Hijacker jumps from jet after robbing passengers

A cuckolded husband hijacked a jet, robbed its passengers, and jumped with a home-made parachute yesterday, in the most bizarre of a series of violent incidents in the Philippines. Unconfirmed reports said police in Manila had the man in custody.

A cuckolded husband hijacked a jet, robbed its passengers, and jumped with a home-made parachute yesterday, in the most bizarre of a series of violent incidents in the Philippines. Unconfirmed reports said police in Manila had the man in custody.

The flying bandit had told the pilot of the Philippine Airlines Airbus 330 that he was in distress after his wife left him for a policeman. The plane landed with the remaining 290 passengers and the crew in Manila after the hijacker jumped from the back door, low over the Philippines' capital.

The plane had been on the way to Manila from the southern city of Davao when a man in a blue mask, brandishing a gun and a hand grenade, demanded to be let into the cockpit. He ordered stewards and passengers to collect money from all board. Passengers said he appeared close to tears. "The suspect said his family had left him and his wife had an affair with a policeman," said the pilot, Butch Generoso. "He was very angry, very temperamental. The man said, 'If you do not do what I say, we will die together'. All of a sudden, he removed the mask and he was demanding money and we gave money - all of us shelled out to appease him."

The man fired a shot into one of the plane's bulkheads, and ordered the pilot to fly at 6,000 feet. He used ropes to climb out of a door in the depressurised cabin, and dived off. An official said he was caught by troops.

At the airport, an off-duty policeman caught with two hand grenades was arrested, but any connection with the hijacking is unclear.

Authorities do not yet know how the robber smuggled his weapons and parachute through the security checks at Davao airport. "It was not a political act," said Captain Rolando Luna, director of the state Air Transport Office. "It was purely for money, staged by a mentally and emotionally disturbed person."

This will come as a relief to the government of President Joseph Estrada, shaken by the dramatic decline of security in the Philippines in just weeks.

A month ago, Islamic guerrillas kidnapped foreign tourists from a Malaysian diving resort.
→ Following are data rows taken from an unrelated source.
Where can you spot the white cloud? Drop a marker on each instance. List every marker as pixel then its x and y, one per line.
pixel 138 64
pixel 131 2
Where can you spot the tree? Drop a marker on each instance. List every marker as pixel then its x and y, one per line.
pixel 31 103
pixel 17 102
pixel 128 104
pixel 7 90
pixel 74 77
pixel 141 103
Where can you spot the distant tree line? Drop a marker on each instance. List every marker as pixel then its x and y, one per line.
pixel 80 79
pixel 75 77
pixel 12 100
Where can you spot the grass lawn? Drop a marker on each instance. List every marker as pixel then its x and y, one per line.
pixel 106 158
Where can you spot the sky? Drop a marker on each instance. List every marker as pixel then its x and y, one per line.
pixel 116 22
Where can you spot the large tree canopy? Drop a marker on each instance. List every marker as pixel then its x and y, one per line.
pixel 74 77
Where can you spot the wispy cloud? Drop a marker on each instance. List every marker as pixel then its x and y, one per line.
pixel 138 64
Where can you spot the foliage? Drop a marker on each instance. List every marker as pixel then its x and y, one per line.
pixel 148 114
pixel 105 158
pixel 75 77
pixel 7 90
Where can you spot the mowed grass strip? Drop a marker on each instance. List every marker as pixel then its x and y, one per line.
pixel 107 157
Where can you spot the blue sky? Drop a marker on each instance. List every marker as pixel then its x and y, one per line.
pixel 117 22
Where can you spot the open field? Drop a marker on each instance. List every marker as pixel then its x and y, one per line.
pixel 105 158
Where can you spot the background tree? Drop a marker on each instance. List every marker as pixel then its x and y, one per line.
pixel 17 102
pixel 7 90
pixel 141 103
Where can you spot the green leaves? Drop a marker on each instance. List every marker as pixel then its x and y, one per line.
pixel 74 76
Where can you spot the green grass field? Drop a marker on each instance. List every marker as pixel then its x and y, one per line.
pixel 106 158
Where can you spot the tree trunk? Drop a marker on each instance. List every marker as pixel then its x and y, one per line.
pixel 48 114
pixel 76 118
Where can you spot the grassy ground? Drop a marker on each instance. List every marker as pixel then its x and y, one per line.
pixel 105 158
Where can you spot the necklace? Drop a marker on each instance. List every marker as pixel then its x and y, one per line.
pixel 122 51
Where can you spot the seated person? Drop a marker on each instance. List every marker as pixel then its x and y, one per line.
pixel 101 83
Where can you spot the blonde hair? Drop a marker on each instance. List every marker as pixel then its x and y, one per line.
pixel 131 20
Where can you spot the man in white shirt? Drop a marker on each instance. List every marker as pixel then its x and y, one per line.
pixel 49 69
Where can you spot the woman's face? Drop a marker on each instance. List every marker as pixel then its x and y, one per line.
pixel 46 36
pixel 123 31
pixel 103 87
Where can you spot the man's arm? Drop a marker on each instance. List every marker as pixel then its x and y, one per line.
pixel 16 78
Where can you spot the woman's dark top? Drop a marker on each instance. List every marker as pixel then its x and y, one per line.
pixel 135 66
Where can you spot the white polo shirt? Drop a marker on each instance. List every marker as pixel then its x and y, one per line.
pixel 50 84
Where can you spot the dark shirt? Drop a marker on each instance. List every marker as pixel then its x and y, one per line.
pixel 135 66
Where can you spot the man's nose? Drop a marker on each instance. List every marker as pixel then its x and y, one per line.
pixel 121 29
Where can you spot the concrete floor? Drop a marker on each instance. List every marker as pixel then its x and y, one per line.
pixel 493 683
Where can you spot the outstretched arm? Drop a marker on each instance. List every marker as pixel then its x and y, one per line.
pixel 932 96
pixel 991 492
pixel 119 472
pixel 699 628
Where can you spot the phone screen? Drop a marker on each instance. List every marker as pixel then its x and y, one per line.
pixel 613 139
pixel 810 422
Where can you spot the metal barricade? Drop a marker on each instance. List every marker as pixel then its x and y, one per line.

The 21 hostages - citizens of Germany, France, Finland and Malaysia - are still being held on the remote island of Jolo, where government negotiators are to meet formally with the guerrillas for the first time today. Several hostages are said to be sick and near-suicidal after 33 days in captivity.

The guerrillas, a small extremist group named Abu Sayyaf, and other groups are demanding their own Islamic state on the large southern island of Mindanao. They have been blamed for a rash of explosions over the past fortnight, including a bomb in a Manila shopping arcade which killed one person last Sunday.

On Wednesday, Communist guerrillas attacked a flotilla of motorboats in which Mr Estrada's eldest son, Jojo Ejercito, was travelling, killing one man.

Last night, the Philippine Coast Guard was checking a report that a ship in its waters was under attack by pirates.